In their "Experiences with Fedora" report, the RepoMMan team noted:

...working with Fedora's compulsory Dublin Core (DC) datastream started one thinking about the metadata that a repository object would eventually need and how this might be mapped onto the Dublin Core fields. It was some considerable time later than an e-mail on the Fedora-users list made it clear that the inherent DC datastream was intended solely for Fedora's internal use and not as the basis of external searches. Richard Green, "Experiences with Fedora during the project's first year" Report D-D8, July 2006; page 8; retrieved 28-Aug-2006 from http://www.hull.ac.uk/esig/repomman/downloads/D-D8-fedora-exp-v10.pdf.

Even with our most simplest collection, we already know that unqualified Dublin Core will not be sufficient (most specifically, we had discussions about the lack of precision of "Date" and "Coverage" as compared to the field labels we already have in the Bulldog data dictionary). It is important that our metadata be parsable by machine processes, so I would advocate the proposed practice rather than trying to "shoe-horn" our descriptions into unqualified Dublin Core with text labels added the values and the like. And if we keep the machine parsable, we will have a wider variety of options for indexing the data and displaying it at the presentation layer.

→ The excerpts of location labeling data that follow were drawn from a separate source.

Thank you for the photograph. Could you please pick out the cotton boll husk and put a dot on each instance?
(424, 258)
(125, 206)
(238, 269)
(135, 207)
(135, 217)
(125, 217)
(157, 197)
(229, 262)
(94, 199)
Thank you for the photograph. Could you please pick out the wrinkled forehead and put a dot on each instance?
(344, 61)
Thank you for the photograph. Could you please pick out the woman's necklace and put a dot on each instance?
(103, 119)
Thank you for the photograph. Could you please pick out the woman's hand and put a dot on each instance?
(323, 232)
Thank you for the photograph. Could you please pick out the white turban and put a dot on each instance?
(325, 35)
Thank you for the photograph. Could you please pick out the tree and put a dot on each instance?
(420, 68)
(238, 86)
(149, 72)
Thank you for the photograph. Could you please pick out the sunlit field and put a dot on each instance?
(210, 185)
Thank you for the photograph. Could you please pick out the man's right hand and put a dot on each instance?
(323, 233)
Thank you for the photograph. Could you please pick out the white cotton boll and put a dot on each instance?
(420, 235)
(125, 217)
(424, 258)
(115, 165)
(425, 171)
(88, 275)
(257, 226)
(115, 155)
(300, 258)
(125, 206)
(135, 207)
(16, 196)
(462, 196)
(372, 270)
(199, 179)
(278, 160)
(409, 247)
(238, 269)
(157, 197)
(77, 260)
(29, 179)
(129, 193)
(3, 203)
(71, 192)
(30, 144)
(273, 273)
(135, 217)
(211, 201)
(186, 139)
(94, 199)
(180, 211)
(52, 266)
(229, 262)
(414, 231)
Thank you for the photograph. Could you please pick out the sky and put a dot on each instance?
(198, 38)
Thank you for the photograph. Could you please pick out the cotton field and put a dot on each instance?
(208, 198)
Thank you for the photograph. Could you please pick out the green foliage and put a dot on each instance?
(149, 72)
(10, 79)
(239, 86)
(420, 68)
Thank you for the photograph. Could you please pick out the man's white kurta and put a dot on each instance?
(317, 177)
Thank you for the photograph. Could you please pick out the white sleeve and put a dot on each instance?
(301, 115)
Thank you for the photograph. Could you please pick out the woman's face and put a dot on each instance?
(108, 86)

The "in-line XML" part of this proposal means that the DESCRIPTION datastream would be "managed" by the FEDORA server (e.g. not external or referenced), so it would become part of the object in the content store.

Example

If we take for a moment what is displayed in the presentation layer for a sample object from the Forestry collection as the sum total of all of the descriptive metadata for an object of this collection, a corresponding DESCRIPTION datastream would look something like:

 1
 2
 3
 4
 5
 6
 7
 8
 9
10
11
12
13
14
15
16
17
18
19
20
21
22
23
24
25
26
<metadata xmlns="http://drc.ohiolink.edu/schema/"
  xmlns:xsi="http://www.w3.org/2001/XMLSchema-instance"
  xsi:schemaLocation="http://drc.ohiolink.edu/schema/
http://drc.ohiolink.edu/schema/schema.xsd"
  xmlns:dc="http://purl.org/dc/elements/1.1/"
  xmlns:dcterms="http://purl.org/dc/terms/">
<dc:title>Catalpa speciosa, bignonoides and Kampfera seeds.</dc>
  <dc:creator>Ohio Agricultural Experiment Station.  Dept. of
Forestry.</dc>
  <dc:description>Catalpa speciosa, bignonoides and Kampfera seeds.
Item #2</dc>
  <dc:contributor>Ohio Agricultural Research and Development
Center</dc>
  <dc:date>1908-12</dc>
  <dcterms:available xsi:type="dcterms:W3CDTF">
        2003-04-17T00:00:00
  </dcterms>
  <dc:type>photographic prints</dc>
  <dc:identifier>hdl:21151</dc>
  <dc:source>2</dc>
  <dmci:spatial>Ohio</dmci>
  <dc:rights>Copyright: Ohio State University</dc>
  <dcterms:licence xsi:type="dcterms:URI">
    http://library.osu.edu/sites/dlib/terms.html
  </dcterms>
</metadata>

Comments?

Reactions to the proposal? A rational step forward, or is there a better way?